So I checked, did up my car and it came out to 43670 on the bmwusa site. Hit that with a 7% discount and I got 40,613. WTF? That's almost a grand more than I paid for the car in May of 03!! So i'm to spend 1k extra to go to europe? That doesn't make sense.



> If you are any sort of driving enthusiast, you should do at least 1 ED in your life. Here are some interesting places you could go to, all within 1 day of driving or less:
> - The Italian hills around Florence. Think Maranello, think driver's paradise. Some of the best driving roads I've ever experienced. Excellent food, welcoming people.


I grew up in the foothills of the sierras. I know my way around 270 blind corners on cliffs/twists. Shrug, it was a way of life.

And just last year I cruised at 130 on I-15 out to vegas. averaged over 100 mph on that 300+ mile drive (1 hour spent in slow 40-50 mph traffic so you do the math) . Not sure if the ride would have been nearly as exciting if I weren't on the look out for cops the whole time.


----------



## adc (Apr 1, 2003)

blueguydotcom said:


> I'm not missing the point. I have no desire to go to europe. Of all the continents it's number 7 on the "must visit" list.
> 
> Next month i have to go to paris for business.  Bummer.


I'm not going to argue with you over a very personal preference. The advice given was in earnest good will. Too bad they don't offer Antarctica Delivery, you might have enjoyed that better 



> Obviously that's not the great deal you're talking about.
> 
> WTF? That's almost a grand more than I paid for the car in May of 03!! So i'm to spend 1k extra to go to europe? That doesn't make sense.


ED works like that - you subtract the ED "savings" amount from whatever US price you negotiate with the dealer.

The way that experienced consumers advise you to shop is as follows: calculate the invoice price for (car and options), then subtract ED savings (around $2500 for a 330), then add a dealer profit (around 5% is considered a good deal). Of course, this doesn't take into account dealer incentives etc.

I think it will come down to much, much less than the BMWUSA site. But on the BMW site you subtracted from MSRP. Who the heck pays MSRP for a 3 series???



> I grew up in the foothills of the sierras. I know my way around 270 blind corners on cliffs/twists. Shrug, it was a way of life.


Hat off to you.

My advice for the Italian hills was to experience a triple delight: good roads / scenery, good people, good food. I am not sure how that stacks up to the foothills of the Sierras (not even sure which Sierras you are talking about).

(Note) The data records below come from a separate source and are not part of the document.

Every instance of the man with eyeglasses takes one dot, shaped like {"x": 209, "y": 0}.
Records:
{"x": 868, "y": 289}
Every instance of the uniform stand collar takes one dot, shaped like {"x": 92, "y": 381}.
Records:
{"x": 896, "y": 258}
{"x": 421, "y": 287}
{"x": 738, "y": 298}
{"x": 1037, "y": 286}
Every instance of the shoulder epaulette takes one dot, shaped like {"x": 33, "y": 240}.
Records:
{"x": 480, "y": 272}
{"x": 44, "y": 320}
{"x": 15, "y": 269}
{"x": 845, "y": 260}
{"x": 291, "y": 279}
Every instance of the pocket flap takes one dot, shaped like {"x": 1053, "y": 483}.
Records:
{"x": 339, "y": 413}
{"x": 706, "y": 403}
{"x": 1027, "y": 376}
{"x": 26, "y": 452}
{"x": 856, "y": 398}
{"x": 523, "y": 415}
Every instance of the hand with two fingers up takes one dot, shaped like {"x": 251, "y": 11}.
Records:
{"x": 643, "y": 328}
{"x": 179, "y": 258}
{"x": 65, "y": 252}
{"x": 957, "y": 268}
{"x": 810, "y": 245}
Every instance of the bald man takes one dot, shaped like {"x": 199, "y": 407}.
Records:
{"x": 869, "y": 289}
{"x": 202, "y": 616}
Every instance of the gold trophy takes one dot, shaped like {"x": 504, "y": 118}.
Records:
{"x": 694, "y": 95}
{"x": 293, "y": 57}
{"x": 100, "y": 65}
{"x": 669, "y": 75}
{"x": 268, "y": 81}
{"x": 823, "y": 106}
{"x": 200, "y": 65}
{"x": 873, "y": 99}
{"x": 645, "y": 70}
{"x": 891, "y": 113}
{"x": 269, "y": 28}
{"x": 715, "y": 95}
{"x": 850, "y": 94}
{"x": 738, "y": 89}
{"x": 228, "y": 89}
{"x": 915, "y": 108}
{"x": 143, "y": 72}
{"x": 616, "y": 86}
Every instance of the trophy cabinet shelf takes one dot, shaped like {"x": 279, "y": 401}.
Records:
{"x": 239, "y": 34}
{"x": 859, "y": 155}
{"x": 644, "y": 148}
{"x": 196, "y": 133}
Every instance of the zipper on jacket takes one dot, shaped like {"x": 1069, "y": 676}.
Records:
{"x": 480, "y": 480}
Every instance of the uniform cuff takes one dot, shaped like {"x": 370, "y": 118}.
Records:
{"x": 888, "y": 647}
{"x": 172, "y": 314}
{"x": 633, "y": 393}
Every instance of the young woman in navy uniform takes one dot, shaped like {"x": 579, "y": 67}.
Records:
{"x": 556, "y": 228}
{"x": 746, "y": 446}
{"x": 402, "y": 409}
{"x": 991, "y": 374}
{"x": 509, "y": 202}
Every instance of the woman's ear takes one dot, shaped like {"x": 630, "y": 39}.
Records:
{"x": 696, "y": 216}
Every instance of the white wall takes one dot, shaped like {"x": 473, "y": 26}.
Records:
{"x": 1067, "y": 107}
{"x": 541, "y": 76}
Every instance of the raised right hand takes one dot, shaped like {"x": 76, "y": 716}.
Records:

> And just last year I cruised at 130 on I-15 out to vegas. averaged over 100 mph on that 300+ mile drive (1 hour spent in slow 40-50 mph traffic so you do the math) . Not sure if the ride would have been nearly as exciting if I weren't on the look out for cops the whole time.


Then you might enjoy the Autostrada through the Alps at 100mph+. Believe me, it's a little different than I-15 and more thrilling even without the fear of cops. Too bad that when I did that I was driving a POS Opel on snows, but what a drive...

Again, just some good-will advice. I have no vested interest in ED, just trying to inform others of potential benefits of this program. I mean if you do business trips to Europe you could fly into Munich, pick up the car at 8AM and take it to the shipping company - and be out of there by 10AM with an extra $2500 in your pocket. Wouldn't have to "visit" the place... :dunno:

adc


----------